Texas Grey Burleson in front of Ollie's Shack on Lightnin' Flats in Wyoming c1905
Texas Grey is the name I sell under on eBay, and this is a photo of the original Texas Grey -- my great uncle, Texas Grey Burleson. He was born in 1885, and grew up just east of Austin, Texas, near Webberville and Hornsby Bend. As a youngster Texas Grey played baseball with Rogers Hornsby, who went on to great fame as an early professional baseball player. Uncle Grey told his father that he, too, wanted to go off and play baseball, but his father told him that baseball was a boy's game, and not a suitable way for a grown man to make a living, and so, Texas Grey left home at about age 21 and moved to Wyoming to be a cowboy.
The photo shows Tex, as he was known in Wyoming, wearing his woolly chaps and holding the reins of his horse in front of Ollie's shack on Lightnin' Flats in Wyoming. He married Miss Ollie, who was the local school marm, and ten years his senior. They lived happily ever after in Wyoming and Northern California. Sweeter people never crossed my path.
As Uncle Grey grew older and more frail, he remained in good humor and full of funny stories. He has been one of my heroes for a long time and I hope to grow old as gracefully as he did. I was lucky enough to be given his middle name, and there are quite a few Greys in our family now, including nephews, cousins and grandsons.
Pan AM DC-3 Brownsville, Texas, old linen postcard
I was born in Brownsville, Texas where my father was flying DC-3s for Pan American Airways. My mother had a "Rosie-the-Riveter" job, installing bomb-sights in B-17s. They met at the Pan Am electrical shop where she worked.
References to flying and wings show up often in my work -- and in my dreams.
Pops, Ben & Deb in Studio
No, it's not our place, but it is Texas
our cabin last winter
A Little of the Story So Far...
Debbie and I live in the Texas Hill Country where we have a creek, a view, a few big trees, and some trails that the grandsons and I have built. We travel too often to keep pets, but we do have a fox that we see often and plenty of deer, armadillos, rabbits and birds.

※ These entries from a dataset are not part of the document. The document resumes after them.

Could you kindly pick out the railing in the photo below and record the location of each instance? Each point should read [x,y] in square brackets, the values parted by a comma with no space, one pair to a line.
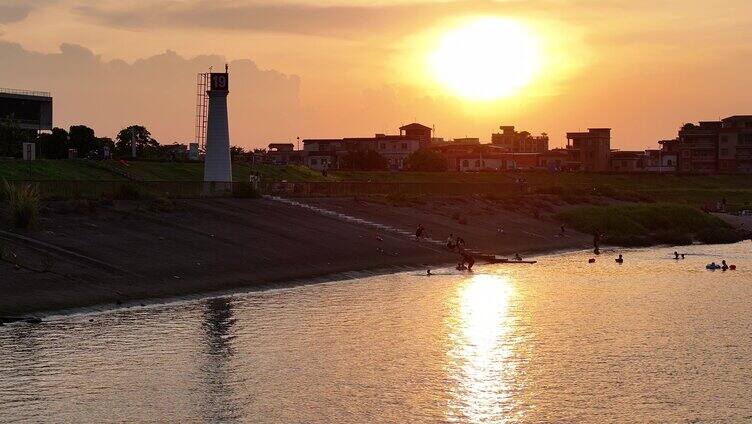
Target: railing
[25,92]
[350,189]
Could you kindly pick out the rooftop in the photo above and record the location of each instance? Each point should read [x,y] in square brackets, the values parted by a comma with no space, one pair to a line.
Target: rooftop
[415,126]
[25,92]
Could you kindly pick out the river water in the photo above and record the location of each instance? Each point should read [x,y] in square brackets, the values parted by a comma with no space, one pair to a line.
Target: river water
[652,340]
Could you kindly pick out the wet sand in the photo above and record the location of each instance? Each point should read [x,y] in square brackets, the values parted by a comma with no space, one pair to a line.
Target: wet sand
[123,253]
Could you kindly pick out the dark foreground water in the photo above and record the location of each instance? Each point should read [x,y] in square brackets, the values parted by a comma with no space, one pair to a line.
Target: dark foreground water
[653,340]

Deb and I share our work space studio, which is about a hundred yards from our cabin.
As a kid I always liked to make things, whether it was a scooter from an old skate and some boards, a hide-out in a vacant lot, or a ring from an old spoon that I was pretty sure my mother wouldn't miss. My dad taught me how work with tools and build kites, wooden whistles, and tree houses. Both my mother and father taught me to value craftsmanship and art, and to keep my eyes open while traveling.
I like folk art of all types, and I am drawn to decorative and functional things that people create with their own hands. The Impressionist painters let the brush strokes show, and that makes sense to me. I make jewelry with simple handmade tools and simple techniques, and I hope the handwork of cutting, sawing, tooling and assembling are evident to the viewer
When not working, Debbie and I enjoy traveling, long talks with friends over dinner, and keeping in touch by email. Days spent with the children and grandchildren are on the top of our list. I do some kayaking with old buddies, and try to work in a few river trips every year. I hope we can teach the grandchildren a few tricks that will come in handy as they take up the trip down their own rivers.